Chloromethane \(\left(\mathrm{CH}_{3} \mathrm{Cl}\right)\) has a much higher boiling point than methane \(\left(\mathrm{CH}_{4}\right)\). Give two reasons for this.

In order to provide reasons for the difference in boiling points, we need to first understand the types of intermolecular forces present in both chloromethane and methane. Methane is a nonpolar compound, so the dominant forces between the molecules are weak London dispersion forces. Chloromethane, on the other hand, is a polar compound due to the electronegativity difference between carbon, hydrogen, and chlorine, resulting in stronger dipole-dipole interactions in addition to London dispersion forces.

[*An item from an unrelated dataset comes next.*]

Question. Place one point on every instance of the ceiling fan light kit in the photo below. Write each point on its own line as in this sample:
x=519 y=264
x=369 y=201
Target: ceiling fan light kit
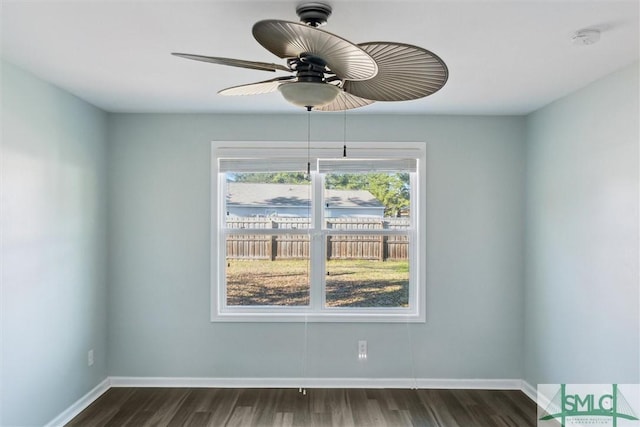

When comparing the intermolecular forces present in the two compounds, we can see that methane only has the presence of weak London dispersion forces, while chloromethane has both dipole-dipole interactions and London dispersion forces. The presence of the stronger dipole-dipole interactions in chloromethane is the first reason for the higher boiling point. In general, stronger intermolecular forces result in higher boiling points because more energy is needed to overcome the forces holding molecules together in the liquid phase.

Another factor that we should consider when comparing boiling points is the molecular weight of the compounds. Chloromethane has a molecular weight of 50.49 g/mol, while methane has a molecular weight of 16.04 g/mol. In general, compounds with larger molecular weights have larger electron clouds and surface areas, which leads to stronger London dispersion forces. Although London dispersion forces are weaker than dipole-dipole interactions, the increased molecular weight of chloromethane contributes to the overall strength of its intermolecular forces, providing a second reason for its higher boiling point. In summary, chloromethane has a much higher boiling point than methane due to the presence of stronger dipole-dipole interactions and London dispersion forces that result from its polar nature and larger molecular weight.